Reference: This is mentioned as an unsuccessful solution in this writeup

This case is very similar to the previous one, however, in this case the goal of making specific chars bigger than other is to hide something like a button to not be pressed by the bot or a image that won't be loaded. So we could measure the action (or lack of the action) and know if a specific char is present inside the text.

Text node exfiltration (III): leaking the charset by cache timing (not requiring external assets)

Reference: This is mentioned as an unsuccessful solution in this writeup

In this case, we could try to leak if a char is in the text by loading a fake font from the same origin:

@font-face {
  font-family: "A1";
  src: url(/static/bootstrap.min.css?q=1);
  unicode-range: U+0041;
}

If there is a match, the font will be loaded from /static/bootstrap.min.css?q=1. Although it wont load successfully, the browser should cache it, and even if there is no cache, there is a 304 not modified mechanism, so the response should be faster than other things.

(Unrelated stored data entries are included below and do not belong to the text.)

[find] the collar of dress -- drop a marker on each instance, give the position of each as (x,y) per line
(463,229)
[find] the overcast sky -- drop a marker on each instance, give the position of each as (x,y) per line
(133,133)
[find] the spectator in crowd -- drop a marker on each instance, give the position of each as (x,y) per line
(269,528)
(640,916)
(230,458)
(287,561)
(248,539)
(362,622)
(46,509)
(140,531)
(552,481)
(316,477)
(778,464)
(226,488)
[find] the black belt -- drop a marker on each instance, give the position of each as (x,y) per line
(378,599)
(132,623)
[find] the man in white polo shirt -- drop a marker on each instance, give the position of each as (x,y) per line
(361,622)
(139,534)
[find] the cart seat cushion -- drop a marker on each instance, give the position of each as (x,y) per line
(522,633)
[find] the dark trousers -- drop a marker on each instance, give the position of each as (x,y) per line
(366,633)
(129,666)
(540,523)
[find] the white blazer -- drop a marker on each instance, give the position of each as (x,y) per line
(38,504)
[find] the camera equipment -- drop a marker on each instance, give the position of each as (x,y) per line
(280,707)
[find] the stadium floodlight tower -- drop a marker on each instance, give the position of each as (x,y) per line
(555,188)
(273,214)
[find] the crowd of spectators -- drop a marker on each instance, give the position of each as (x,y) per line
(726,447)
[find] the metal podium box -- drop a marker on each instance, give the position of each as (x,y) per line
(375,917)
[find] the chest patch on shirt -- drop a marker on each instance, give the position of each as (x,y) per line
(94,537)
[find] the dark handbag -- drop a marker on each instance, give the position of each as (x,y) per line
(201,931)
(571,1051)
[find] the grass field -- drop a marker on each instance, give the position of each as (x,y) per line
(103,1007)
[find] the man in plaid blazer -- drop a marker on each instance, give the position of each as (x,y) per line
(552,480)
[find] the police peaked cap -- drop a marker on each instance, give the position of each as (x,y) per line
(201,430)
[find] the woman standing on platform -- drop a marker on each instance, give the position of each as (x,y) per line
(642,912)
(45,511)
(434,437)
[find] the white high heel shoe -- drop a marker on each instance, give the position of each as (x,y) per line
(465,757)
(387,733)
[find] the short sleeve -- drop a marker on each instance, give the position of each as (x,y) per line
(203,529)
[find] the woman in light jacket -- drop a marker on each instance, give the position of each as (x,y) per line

However, if the time difference of the cached response from the non-cached one isn't big enough, this won't be useful. For example, the author mentioned: However, after testing, I found that the first problem is that the speed is not much different, and the second problem is that the bot uses the disk-cache-size=1 flag, which is really thoughtful.

Text node exfiltration (III): leaking the charset by timing loading hundreds of local "fonts" (not requiring external assets)

Reference: This is mentioned as an unsuccessful solution in this writeup

In this case you can indicate CSS to load hundreds of fake fonts from the same origin when a match occurs. This way you can measure the time it takes and find out if a char appears or not with something like:

@font-face {
  font-family: "A1";
  src: url(/static/bootstrap.min.css?q=1), 
    url(/static/bootstrap.min.css?q=2),
    ....
    url(/static/bootstrap.min.css?q=500);
  unicode-range: U+0041;
}

And the bots code looks like this:

browser.get(url)
WebDriverWait(browser, 30).until(lambda r: r.execute_script('return document.readyState') == 'complete')
time.sleep(30)

So, Assuming the font doesnt match, the time to get the response when visiting the bot should be around 30 seconds. If there is a match, a bunch of requests will be sent to get the font, and the network will always have something, so it will take longer to meet the stop condition and get the response. So the response time can tell if there is a match.